Según informaron las autoridades sanitarias, el menor se despertó una mañana con un murciélago sobre su rostro. Aunque en ese momento no se detectaron heridas evidentes ni se consideró que hubiera sufrido una mordedura, tiempo después comenzó a presentar síntomas compatibles con la rabia.
El niño fue internado de urgencia, pero su estado de salud se deterioró rápidamente. Finalmente, falleció a causa de la infección, una enfermedad viral que afecta el sistema nervioso central y que, cuando se manifiestan los síntomas clínicos, tiene una tasa de mortalidad cercana al 100%.

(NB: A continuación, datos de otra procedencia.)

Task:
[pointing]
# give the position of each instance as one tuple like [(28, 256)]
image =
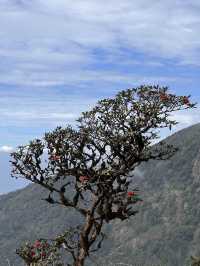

La rabia se transmite principalmente por la saliva de animales infectados, generalmente a través de mordeduras o arañazos. Los murciélagos son uno de los principales reservorios del virus en América del Norte y, debido a que sus mordeduras pueden ser muy pequeñas y pasar inadvertidas, las autoridades recomiendan consultar de inmediato con un profesional de la salud ante cualquier posible exposición.
Los especialistas recuerdan que la aplicación temprana del tratamiento de profilaxis posexposición —que incluye la vacuna antirrábica y, en algunos casos, inmunoglobulina— puede prevenir el desarrollo de la enfermedad si se administra antes de que aparezcan los síntomas.
Tras el fallecimiento del menor, las autoridades sanitarias reiteraron la importancia de evitar el contacto directo con murciélagos y otros animales silvestres, y recomendaron que, si uno de estos animales es encontrado dentro de una vivienda, especialmente en una habitación donde dormía una persona, se busque asistencia médica de inmediato para evaluar la necesidad de iniciar el tratamiento preventivo.